London, 25 May – An image search on social media and the colour aquamarine has revealed Iran’s secret missile testing sites.

Weapons researcher Fabian Hinz was looking through social media posts by the deceased general Moghaddam, Iran’s chief rocket scientist, when he spotted a box marked with the name of small Iranian town, Shahrud, in the background of one picture.

Hinz, who works at California’s Middlebury Institute of International Studies, started to dig and soon he was pouring over satellite imagery of the town and its surrounding area.

Soon enough, he and his colleagues spotted the aquamarine roofs that were associated with Moghaddam and had been used in another rocket facility.

David Schmerler, a fellow Middlebury researcher, said: “We started going back to see if, when Moghaddam died, did the program stop? Had they given up on this entirely? They started testing, clearly the program’s not dead.”

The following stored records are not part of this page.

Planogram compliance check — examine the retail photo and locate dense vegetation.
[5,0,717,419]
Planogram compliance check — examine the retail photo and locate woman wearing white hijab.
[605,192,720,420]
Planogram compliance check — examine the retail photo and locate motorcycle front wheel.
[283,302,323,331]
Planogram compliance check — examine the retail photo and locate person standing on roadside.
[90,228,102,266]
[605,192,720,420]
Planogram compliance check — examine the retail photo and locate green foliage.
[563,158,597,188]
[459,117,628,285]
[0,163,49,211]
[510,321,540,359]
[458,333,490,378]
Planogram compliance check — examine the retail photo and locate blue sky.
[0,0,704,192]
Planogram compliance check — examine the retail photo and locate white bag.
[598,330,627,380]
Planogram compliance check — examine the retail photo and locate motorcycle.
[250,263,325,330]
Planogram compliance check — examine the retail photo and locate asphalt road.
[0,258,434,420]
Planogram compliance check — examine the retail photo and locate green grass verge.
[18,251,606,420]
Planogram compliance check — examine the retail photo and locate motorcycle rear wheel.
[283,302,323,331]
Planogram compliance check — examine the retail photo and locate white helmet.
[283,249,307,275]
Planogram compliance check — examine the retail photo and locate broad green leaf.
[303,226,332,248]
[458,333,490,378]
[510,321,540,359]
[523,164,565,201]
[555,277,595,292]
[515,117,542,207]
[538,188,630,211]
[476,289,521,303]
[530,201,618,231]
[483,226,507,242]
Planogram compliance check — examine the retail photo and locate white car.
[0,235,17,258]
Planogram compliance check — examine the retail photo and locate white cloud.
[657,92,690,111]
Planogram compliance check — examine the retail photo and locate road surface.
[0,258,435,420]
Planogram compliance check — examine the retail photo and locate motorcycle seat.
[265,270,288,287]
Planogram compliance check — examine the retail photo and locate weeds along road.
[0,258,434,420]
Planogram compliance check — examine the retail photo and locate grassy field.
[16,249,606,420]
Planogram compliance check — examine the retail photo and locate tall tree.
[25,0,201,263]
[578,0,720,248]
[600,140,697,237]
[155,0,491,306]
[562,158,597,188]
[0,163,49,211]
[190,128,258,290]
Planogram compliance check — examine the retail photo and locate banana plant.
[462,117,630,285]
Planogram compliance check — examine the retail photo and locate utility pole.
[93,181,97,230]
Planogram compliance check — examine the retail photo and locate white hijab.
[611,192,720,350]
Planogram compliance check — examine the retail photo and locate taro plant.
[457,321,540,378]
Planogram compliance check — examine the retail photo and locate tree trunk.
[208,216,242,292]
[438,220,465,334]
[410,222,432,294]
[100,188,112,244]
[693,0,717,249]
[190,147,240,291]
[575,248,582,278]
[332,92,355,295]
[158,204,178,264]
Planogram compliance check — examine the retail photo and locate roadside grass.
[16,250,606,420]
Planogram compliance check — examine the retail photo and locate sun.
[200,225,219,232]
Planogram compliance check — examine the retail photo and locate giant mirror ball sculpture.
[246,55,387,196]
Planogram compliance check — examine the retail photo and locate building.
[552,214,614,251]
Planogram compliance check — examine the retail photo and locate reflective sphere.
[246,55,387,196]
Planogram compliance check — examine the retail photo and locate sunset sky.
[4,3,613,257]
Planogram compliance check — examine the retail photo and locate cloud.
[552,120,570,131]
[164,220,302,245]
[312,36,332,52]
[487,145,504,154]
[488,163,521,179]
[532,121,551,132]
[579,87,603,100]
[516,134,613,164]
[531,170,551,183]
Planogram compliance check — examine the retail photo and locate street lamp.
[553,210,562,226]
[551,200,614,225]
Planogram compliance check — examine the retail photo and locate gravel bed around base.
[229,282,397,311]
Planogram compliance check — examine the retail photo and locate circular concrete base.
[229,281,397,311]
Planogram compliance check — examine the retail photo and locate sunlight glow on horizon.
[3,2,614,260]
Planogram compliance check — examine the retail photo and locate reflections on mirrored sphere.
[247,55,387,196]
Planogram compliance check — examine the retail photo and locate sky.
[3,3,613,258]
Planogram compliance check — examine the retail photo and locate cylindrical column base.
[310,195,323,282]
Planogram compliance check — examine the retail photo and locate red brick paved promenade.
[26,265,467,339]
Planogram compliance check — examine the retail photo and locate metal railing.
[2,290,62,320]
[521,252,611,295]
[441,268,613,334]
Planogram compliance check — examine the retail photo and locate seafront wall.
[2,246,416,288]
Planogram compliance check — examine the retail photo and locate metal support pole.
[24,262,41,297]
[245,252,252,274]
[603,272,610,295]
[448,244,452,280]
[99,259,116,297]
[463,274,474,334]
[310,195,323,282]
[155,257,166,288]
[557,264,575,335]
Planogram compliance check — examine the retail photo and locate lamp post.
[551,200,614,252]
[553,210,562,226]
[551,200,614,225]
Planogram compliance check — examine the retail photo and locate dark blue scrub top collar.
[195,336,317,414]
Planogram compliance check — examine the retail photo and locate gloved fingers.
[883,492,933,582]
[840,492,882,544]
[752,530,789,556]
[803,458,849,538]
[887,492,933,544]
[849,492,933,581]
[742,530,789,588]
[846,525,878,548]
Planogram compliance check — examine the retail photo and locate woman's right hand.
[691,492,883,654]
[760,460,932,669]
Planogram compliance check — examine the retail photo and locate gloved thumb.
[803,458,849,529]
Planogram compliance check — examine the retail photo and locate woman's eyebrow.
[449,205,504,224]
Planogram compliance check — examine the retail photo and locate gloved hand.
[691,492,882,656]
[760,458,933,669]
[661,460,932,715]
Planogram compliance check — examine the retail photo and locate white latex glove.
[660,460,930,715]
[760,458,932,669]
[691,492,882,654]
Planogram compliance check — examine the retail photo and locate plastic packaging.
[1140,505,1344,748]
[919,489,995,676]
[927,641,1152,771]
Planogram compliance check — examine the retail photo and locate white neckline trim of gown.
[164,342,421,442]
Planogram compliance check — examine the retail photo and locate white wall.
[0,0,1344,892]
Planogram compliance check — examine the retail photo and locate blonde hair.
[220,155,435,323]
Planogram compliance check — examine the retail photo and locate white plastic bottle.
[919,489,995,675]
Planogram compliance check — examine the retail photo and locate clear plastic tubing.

Their suspicions were soon confirmed by satellite images that saw the facility expand and ground scars (created when rockets are launched) form.

Now they knew that Iran was building powerful rockets, estimated to be slightly less powerful than the US Minuteman III ICBM, which is capable of carrying nuclear weapons.

Worse still, the facility is expanding and workers are paving new roads.

Schmerler said: “I can see vehicles on the road, which parts have been paved, which parts haven’t. They may be paving while this image was taken. You can’t get this imagery anywhere.”

Iran’s Supreme Leader Ali Khamenei has often claimed that Iran will not make missiles that can fly over 2,000 kilometres, but it is clear that these missiles will be able to go far further than that. While no one in the international community knows why Iran is creating these missiles, many are speculating that it will either be for conventional explosives or nuclear weapons.

Iran deal

The development of ballistic missiles that can carry a nuclear payload isn’t banned under the 2015 nuclear deal, which has been in the headlines since the US pulled out of the deal, but it was warned against in the UN resolution that surrounded the deal.

Still, Iran has seen fit to ignore this, which is one of the reasons that Donald Trump announced the US withdrawal earlier this month.

The deal, signed by Europe, China, Russia and the US in 2015, was supposed to stop Iran from developing nuclear weapons in exchange for sanctions relief, but it didn’t actually stop Iran from continuing their development of nuclear weapons.